News Brief
The Gangetic Dolphin.
Prime Minister Modi announced 'Project Gangetic Dolphin' today (15 August), on the occasion of India's 74th Independence day, for the conservation of the Gangetic Dolphins — as part of the conversation on the riverine dolphin.
PM Modi's announcement — aimed at conserving the riverine and oceanic dolphins — has come 10 years after the Gangetic Dolphin was declared the national aquatic animal (2009).
River dolphins, including the Gangetic dolphins, play the vital role of being ecological indicators. They point at the healthy river ecosystems and are the prime species indicating the conservation status of the river systems.
Prime Minister Modi's announcement will be backed by work from the Ministry of Environment, Forests and Climate change (MoEF).

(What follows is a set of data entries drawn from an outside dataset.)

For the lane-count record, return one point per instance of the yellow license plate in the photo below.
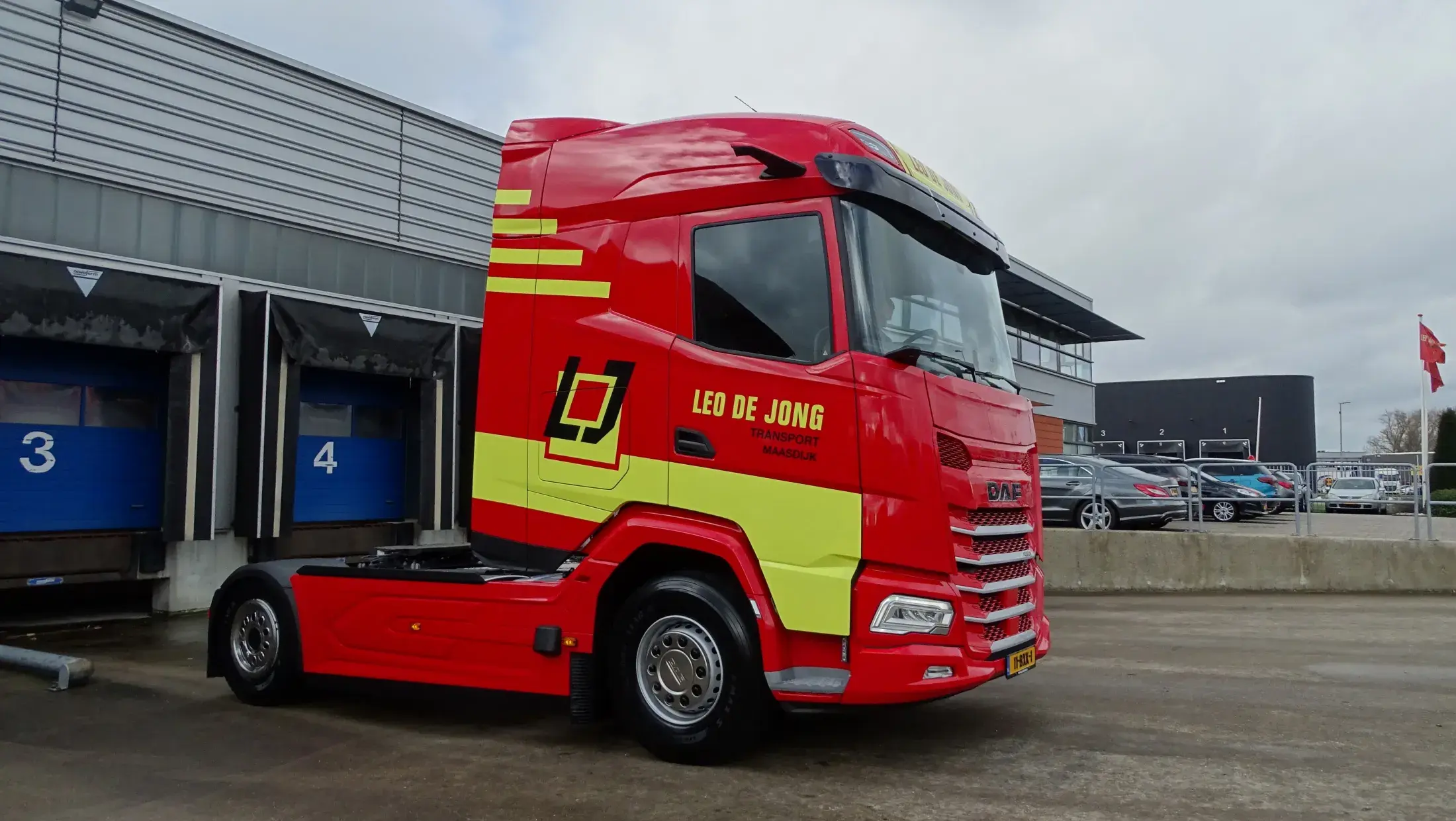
(1021, 661)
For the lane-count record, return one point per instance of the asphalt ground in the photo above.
(1158, 706)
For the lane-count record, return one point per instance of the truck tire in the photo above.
(688, 676)
(261, 657)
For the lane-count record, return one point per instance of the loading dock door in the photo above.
(351, 448)
(82, 442)
(1174, 449)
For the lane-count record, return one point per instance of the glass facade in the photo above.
(1076, 438)
(1072, 360)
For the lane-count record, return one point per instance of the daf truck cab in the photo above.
(747, 438)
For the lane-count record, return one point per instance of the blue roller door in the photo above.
(351, 448)
(81, 437)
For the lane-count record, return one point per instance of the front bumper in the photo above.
(896, 676)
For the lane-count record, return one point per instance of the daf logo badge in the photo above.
(1003, 491)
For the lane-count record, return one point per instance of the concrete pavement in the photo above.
(1158, 706)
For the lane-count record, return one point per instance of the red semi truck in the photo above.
(747, 438)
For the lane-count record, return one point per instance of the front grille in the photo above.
(992, 545)
(952, 452)
(995, 518)
(1002, 573)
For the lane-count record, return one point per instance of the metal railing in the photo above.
(1098, 497)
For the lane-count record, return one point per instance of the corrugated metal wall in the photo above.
(54, 209)
(136, 99)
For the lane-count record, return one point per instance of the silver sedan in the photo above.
(1127, 497)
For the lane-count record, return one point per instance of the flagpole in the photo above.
(1426, 481)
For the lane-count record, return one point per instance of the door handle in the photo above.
(688, 442)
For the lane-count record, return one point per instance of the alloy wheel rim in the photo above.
(679, 670)
(255, 638)
(1095, 517)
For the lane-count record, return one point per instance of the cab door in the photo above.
(762, 401)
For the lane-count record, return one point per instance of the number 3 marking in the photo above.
(42, 450)
(325, 459)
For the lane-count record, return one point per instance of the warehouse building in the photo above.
(1052, 328)
(239, 301)
(1270, 416)
(239, 309)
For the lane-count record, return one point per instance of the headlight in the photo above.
(901, 614)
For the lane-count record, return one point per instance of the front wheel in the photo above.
(1097, 516)
(1224, 511)
(688, 675)
(261, 658)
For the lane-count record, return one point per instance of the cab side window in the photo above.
(760, 287)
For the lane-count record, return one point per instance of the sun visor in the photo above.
(951, 230)
(47, 299)
(336, 336)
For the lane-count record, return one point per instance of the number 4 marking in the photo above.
(325, 458)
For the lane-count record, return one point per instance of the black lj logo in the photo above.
(588, 428)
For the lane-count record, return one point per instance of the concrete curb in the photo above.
(1123, 561)
(66, 669)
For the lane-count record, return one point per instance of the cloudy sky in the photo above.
(1253, 187)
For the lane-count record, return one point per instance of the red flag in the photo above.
(1433, 353)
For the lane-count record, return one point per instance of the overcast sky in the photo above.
(1257, 188)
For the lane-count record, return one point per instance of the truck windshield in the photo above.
(909, 295)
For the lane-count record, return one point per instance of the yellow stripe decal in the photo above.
(535, 257)
(805, 538)
(510, 226)
(572, 289)
(548, 287)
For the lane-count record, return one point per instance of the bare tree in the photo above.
(1401, 431)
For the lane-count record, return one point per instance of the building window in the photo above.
(1076, 438)
(762, 287)
(1073, 358)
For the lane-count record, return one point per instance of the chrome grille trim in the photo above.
(998, 587)
(1003, 614)
(998, 558)
(1013, 641)
(986, 530)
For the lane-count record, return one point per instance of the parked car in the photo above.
(1163, 466)
(1356, 494)
(1228, 501)
(1253, 477)
(1129, 497)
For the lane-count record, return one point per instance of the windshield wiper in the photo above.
(911, 353)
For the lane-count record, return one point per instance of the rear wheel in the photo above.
(261, 660)
(1224, 511)
(688, 676)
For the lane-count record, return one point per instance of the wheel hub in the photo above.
(255, 638)
(679, 670)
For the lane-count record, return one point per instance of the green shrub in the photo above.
(1443, 497)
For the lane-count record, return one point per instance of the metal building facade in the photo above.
(146, 144)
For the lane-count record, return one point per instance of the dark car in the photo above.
(1127, 497)
(1226, 501)
(1165, 466)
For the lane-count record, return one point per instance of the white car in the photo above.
(1356, 494)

Project Dolphin is a 10-year project and follows the conservation projects of fame dedicated to the conservation of tigers, under Project Tiger, and elephants, under Project Elephant, in Indian animal conservation history.
MoEF is working towards addressing conservation concerns. The project will embrace scientific conservation methods, and envelope the existing stakeholders that are dependent on the rivers that cradle the freshwater dolphin.
The Gangetic River Dolphin has her home in the waters of the Ganga and Brahmaputra. It is also found in the Meghna and Karnaphuli river systems (outside the Indian territory — in Nepal and Bangladesh).
Reportedly, the freshwater dolphins in the Indian territory account for 80 per cent of the total dolphin count.
The Gangetic dolphin is among the subspecies of the South Asian River Dolphin. The Indus Dolphin — one of the two subspecies — is found in the Beas river.
Platanista Gangetica, the species of freshwater dolphins found mainly in the Ganga, has been spotted in Uttar Pradesh, Bihar, Jharkhand, West Bengal, and Assam.
The Gangetic dolphin lives in freshwater — the deep areas. It catches prey using ultrasonic sound waves.
It is a slow breeder (breeds every 2-3 years). A healthy habitat and sustainable environment helps their count grow.
The project aims at empowering the Gangetic dolphin through conservation by ensuring the stakeholders, who mainly are people depending on river-based livelihoods, are protected.
The concern for the preservation of the freshwater dolphin has river pollution and river-based livelihoods as its central issues.
The ministry will address these issues and river-dependent people's concerns in Project Dolphin.
The World Wide Fund for Nature-India (WWF-India) and the Uttar Pradesh forest department found, in a survey of Ganga River Dolphins, that there was an increase in the dolphin count between 2015 and 2018.
The number had risen — from 22 to 33. This was seen as an encouraging development by the animal conservation fraternity.
This particular survey had covered the waters from the Bijnor barrage, where the Ganga enters Uttar Pradesh, to Narora. Officials said that 33 dolphins were found, in addition to three calves.
Officials claimed that this finding indicated that the slow-breeding dolphins have flourished on the stretch and also indicates positive river health and biodiversity.
Their count has suffered understandably because of the fragmentation of habitat, owing to the building of dams and barrages and river-dependent livelihoods.
The WWF website says: "The species is listed 'endangered' by the IUCN and is placed in Schedule I in the Indian Wildlife (Protection) Act, 1972."
The NGC is headed by Modi himself.
The objective of this council is primarily the controlling and abatement of environmental pollution in the Ganga. The aims of NGC — protection, prevention, and rejuvenation and achieving a pristine flow of the river — are expected to serve the well being of the Gangetic Dolphin.
The ambitious National Mission for Clean Ganga (NMCG), with its efforts of preservation of biodiversity thriving in the Ganga river, has been working on the Ganges River Dolphin Conservation Action Plan.
Restoring the dolphin's habitat is one of the work areas under this.
The flow of the Ganga is the lifeline for the Gangetic Dolphin and its survival depends on the water levels.
Noteworthy is Modi's announcement for the twin objectives of preserving the Gangetic Dolphin as well as her flowing home — the Ganga.
Though it is the imagery and symbol of the Ghariyal that visioned alongside the roopa of Ma Ganga, the Gangetic Dolphin (known to be found in the Ganga stretches in and from Bijnor along with the Ghariyal), must find representation in Indic imagery.
The Gangetic Dolphin must also find visual representation along with the Ghariyal in projects dedicated to the Ganga and government portals associated with the Ganga, and most necessarily, in Indian school curricula.